Numbers falling during pandemic: Germany is deporting more people again

Numbers declining during pandemic
Germany is deporting more people again

The federal government is tightening its migration policy: more isolation, more deportations. After just ten months, more people had to leave the country than in the entire previous year. Significantly more people are being deported to one country in particular.

The number of deportations from Germany has continued to rise. In the first ten months of the current year, 13,512 people were deported, more than in the entire year of 2022, as the “Neue Osnabrücker Zeitung” (NOZ) reported, citing a response from the Federal Ministry of the Interior to a small question from left-wing MP Clara Bünger. In 2022 there were 12,945 deportations.

Especially because of the corona pandemic, there have been significantly fewer deportations in recent years: in 2020 there were 10,800 and in 2021 there were 11,982. In 2019, before the pandemic, 22,097 people were deported.

The most important target countries so far this year have been Austria, Georgia, North Macedonia, Moldova and Albania, as the newspaper also reported. The increase in deportations to Turkey is particularly clear. From January to the end of October, 744 people were deported there, and in 2022 as a whole there were 515 deportations.

People whose asylum application is rejected and whose residence permit has expired must leave Germany within a short period of time. You are then obliged to leave the country.
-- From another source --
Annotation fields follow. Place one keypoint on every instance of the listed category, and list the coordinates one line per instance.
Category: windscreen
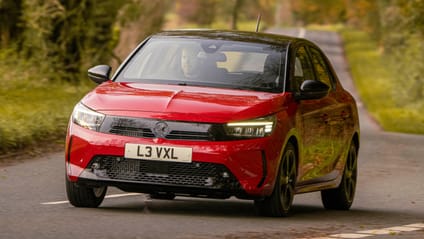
(206, 62)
If you do not leave the country voluntarily within a set period of time, the immigration authorities must deport you. However, there are obstacles, such as illness. Then people often receive a toleration.

Left-wing MP Bünger criticized the increase in deportations. “In concrete terms, this means that more and more people are being forced back against their will to countries where they are threatened with war, arbitrary detention, torture, extreme poverty or a lack of prospects,” she told the newspaper. In your opinion, it would be much better to give these people the path to permanent residency. Bünger called the increase in deportations to Turkey particularly worrying.